Ijraset Journal For Research in Applied Science and Engineering Technology
Authors: R. Savitha, Dr. V. Baby Deepa
DOI Link: https://doi.org/10.22214/ijraset.2022.48416
Certificate: View Certificate
An Item set is an instance format that is hidden beneath the raw data and after mining the database is created to help users make certain decisions to improve their business needs. Most of the previous studies are carried out in extracting frequently occurring items or patterns and rare patterns are often ignored. Rare patterns are very useful in many areas like fraud detection, underselling products, intrusion attacks on networks, and these rare patterns indicate the user with some interesting detils to overcome and avoid those problems. This paper proposes a new algorithm, BEAP algorithm, which uses binary representation and detects rare items without compromising speed and reduces memory consumption. From the experimental evaluation the proposed algorithm BEAP has been proved to be more effective and efficient than the existing algorithms.
I. INTRODUCTION
Due to the rise and evolution of the Internet, the amount of data available to businesses and individuals is increasing. Extracting useful data patterns (knowledge) from garbage data is called data mining and these extracted patterns are decoded and fed to some other process to interpret them to the common man. Sliced patterns can be in textual or graphical form and can be extracted from numerous databases such as sequential, transactional and timestamp databases. Depending on the shape, the type of mine is used and used. Regular pattern mining approach is designed to find frequent objects in the data and this FI usually reveals the symmetries in the data. More concisely, they support items that occur frequently in the database, but rare items that do not occur frequently, but are of interest in many areas such as medical diagnosis and computer network attacks. So rarities are often referred to as abnormalities or anomalies in user purchasing behavior [1] and indicate dubious security of the system [2]. Since sparse method mining is very difficult to make decisions, mining algorithms require some unique care and custom tailor solutions. Rare itemset mining is a new area and problems in the operational process have not yet been researched and analyzed.
II. BASIC CONCEPTS
Consider a1,a2,a3,…. ak} and TID = {T1,T2,T3.. TK}. A subset of Y of I is |Y| If denoted as itemset = k, then Y is a k-itemset. For example, a1a2 is a set of two items of I. Items {a1, a2, a3} are identified by the unique identifier {T1, T2, T3}.. Support is the actual measure or number (frequency) of items in a transaction. If the given number of items {a1,a2} is greater than or equal to the user-supplied support count value, the items are considered frequent or rare or infrequent.

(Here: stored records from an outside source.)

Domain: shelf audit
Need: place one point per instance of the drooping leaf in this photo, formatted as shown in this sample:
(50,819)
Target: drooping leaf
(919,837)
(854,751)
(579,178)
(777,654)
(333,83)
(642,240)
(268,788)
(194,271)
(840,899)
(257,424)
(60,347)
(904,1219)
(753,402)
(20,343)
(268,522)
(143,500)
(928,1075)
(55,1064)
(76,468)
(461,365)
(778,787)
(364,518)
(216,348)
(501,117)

A sample dataset is given in Table 1.set of sample database is shown in figure 1
TID |
ITEMS |
1 |
M , N , P , Q |
2 |
M , O |
3 |
M , N , O , Q |
4 |
N , O , Q |
5 |
M , N , O , Q |
Table 1: Sample database
III. OBJECTIVE OF THIS PAPER
The main objective of this thesis is to develop a new algorithm called "Binary Enhanced APriori - BEAP Algorithm". ” by combining binary representation and finding rare items from large databases. The secondary objectives are explained below,
IV. PROBLEM BACKGROUND
Although frequent item mining has evolved to a great extent, finding frequent and rare items from a database is still a complex task because it deals with many calculations and functions related to support counting and pruning. Non-promised goods. The primary problem is generating a large number of frequent items, and this makes the algorithm inefficient. If the minimum support value is set to a very low value, the amount of candidates generated will be high and if the minimum support value is set to a high value, rare items will be missed. This problem is fixed by introducing binary representation in the proposed work and starting to find rare items from the combination of unique items, and the proposed algorithm only handles 2U combinations, i.e. U are unique items.
V. FIND UNIQUE OBJECT FROM DB
Individual items from the sample database shown in Table 1 are initially found using the FindUni procedure shown in Figure 2.
Figure 2: Pseudo code of the procedure to find the unique items.
Figure 2 shows the process of finding individual items from the database. The output of the process is shown in the following table 2.
ITEMS |
FREQUENCY |
M |
4 |
N |
4 |
O |
4 |
P |
1 |
Q |
4 |
Table 2: Unique items discovered
VI. REPRESENT THE DATA IN BINARY
The database is reconstructed in binary form, i.e. if there is an item in the row identifier, that item is marked as "1". A row identifier marked with "0" does not exist. For example, the unique item {M} is in TID's {T1, T2, T3, T5} and is denoted as , the process of reconstructing the database in binary format is shown in the following Figure 3.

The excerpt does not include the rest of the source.